15 Video Editing Tips

For beginners, video editing can be tricky. If you’re new to video production, therefore, you may find it hard to get your videos looking as professional and effective as others out there. To help you out, then, we’ve put together our top 15 video editing tips that will help you become a master of this fine art form.

  1. Always Consider the Editing Process When Filming
    One thing many beginners make is not giving much thought to the editing process when filming. Many believe video editing is some magical solution that can correct all mistakes. However, a key to editing is actually filming.
  2. Take More Than Enough Shots
    Following on from the above, there’s no amount of cutting and editing you can do to say a project, if you don’t have enough shots. Therefore, it’s wise to take more than enough, as you can always edit it down.
  3. Create a Rough Edit
    Before you start editing and trimming the fat off footage, open a file in your editing software and create a rough version. This will help you to build a frame for your final edit.
  4. Cut, Cut, Cut
    Once you have the shots in place, it’s time to start trimming the start and end of each clip, so you only have the parts left that are relevant to the finished video.
  5. Add Layers and Dimensions to Your Story
    Regardless of what you’re editing, the next step is to tell the story and get the point across. What segments would benefit from close-ups? Are there shots you’ve kept out that may add an extra layer of emotion, drama and help push the point of the video more effectively. Test and try different things to see what works.

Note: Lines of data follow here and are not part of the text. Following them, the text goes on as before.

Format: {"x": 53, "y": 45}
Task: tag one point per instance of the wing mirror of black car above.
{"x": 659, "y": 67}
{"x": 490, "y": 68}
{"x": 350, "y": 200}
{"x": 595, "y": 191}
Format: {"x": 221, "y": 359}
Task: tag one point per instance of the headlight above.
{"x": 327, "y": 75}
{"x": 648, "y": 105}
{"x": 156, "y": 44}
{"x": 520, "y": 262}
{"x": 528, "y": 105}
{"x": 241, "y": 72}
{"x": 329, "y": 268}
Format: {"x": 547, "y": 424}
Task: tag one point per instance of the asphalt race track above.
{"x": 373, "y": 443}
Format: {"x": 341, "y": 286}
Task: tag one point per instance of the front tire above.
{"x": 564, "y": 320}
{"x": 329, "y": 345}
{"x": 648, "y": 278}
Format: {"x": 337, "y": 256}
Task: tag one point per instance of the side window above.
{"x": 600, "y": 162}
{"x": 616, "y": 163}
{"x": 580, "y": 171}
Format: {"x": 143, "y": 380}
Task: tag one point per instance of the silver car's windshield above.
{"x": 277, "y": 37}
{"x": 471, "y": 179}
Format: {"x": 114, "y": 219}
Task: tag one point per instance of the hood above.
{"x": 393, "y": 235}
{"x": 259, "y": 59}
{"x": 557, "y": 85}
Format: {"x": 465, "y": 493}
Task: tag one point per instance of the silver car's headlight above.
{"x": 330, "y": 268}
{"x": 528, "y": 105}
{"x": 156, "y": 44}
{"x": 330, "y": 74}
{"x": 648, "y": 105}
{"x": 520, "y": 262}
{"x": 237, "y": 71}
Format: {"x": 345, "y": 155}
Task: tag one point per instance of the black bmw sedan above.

  6. Don’t Cut for the Sake of Cutting
    Unless you’re aiming for something that’s likely to give your viewers a headache, don’t just cut shots so they’re only 1 or 2 seconds long. While shots with dialogue should last as long as the dialogue, static shots and silent shots can be anything from 2 to 10 seconds. It’s best to use a variety of different shot lengths.
  7. Get Organised
    If you have a multitude of shots and footage to edit together, you should always make a storyboard, mapping out where each piece goes. Look at it as a puzzle that needs to be solved. Give each panel on your storyboard a name and make sure that corresponds to the name of the files in the video editing software you’re using. Or else, you’ll have a multitude of files to deal with and no idea where each goes and what’s even on each.
  8. Add Effects
    Although you should avoid going overboard, it’s a good idea to test and try out different effects. For scene changes try different transitions. But, try to be subtle about it and only use those that actually add something to the video.
  9. Always Use a Second Source for Sound
    Although most cameras feature an onboard mic, the sound quality is not great quality. It’s therefore a good idea to invest in a microphone and a separate system for recording the sound.
  10. Use Cutaways and B-Roll
    If you have footage of an interviewer where the person being interviewed constantly says uh and um, you can edit these out by cutting them and then adding additional clips related to the content to stop those more awkward segments ruining the whole thing.
  11. Colour Correct Clips
    Colour is an important element, obviously, of video. Modern video editing software enables you to do colour correction, which makes sure all footage has the same colours, so that there is consistency through the whole piece.
  12. Choose Music Carefully
    Remember that there’s more to video than just the images. The sound and music are important too. Think carefully about the music that will convey the right feeling and help to emphasise the message.
  13. Master Using Keyboard Shortcuts
    One of the key differences between amateurs and professionals is how they use keyboards. Experts know how important time is and one of the best ways to save some time that means you don’t need to constantly click on drop down menus etc is by learning keyboard shortcuts.
  14. Invest in a Gaming Mouse
    Rather than using the bog-standard mouse you or mousepad, many video editing professionals prefer to use a gaming mouse that has buttons that can be programmed. You can program those buttons to perform some basic editing tasks such as undo/redo and saving. This can help with keyboard shortcuts to make the whole process a little quicker.
  15. Make Sure You Have a Fast Hard Drive
    The speed of your hard drive is important because it is crucial to quicker rendering times. So, factor in the rotational speed when choosing a hard drive for your editing computer.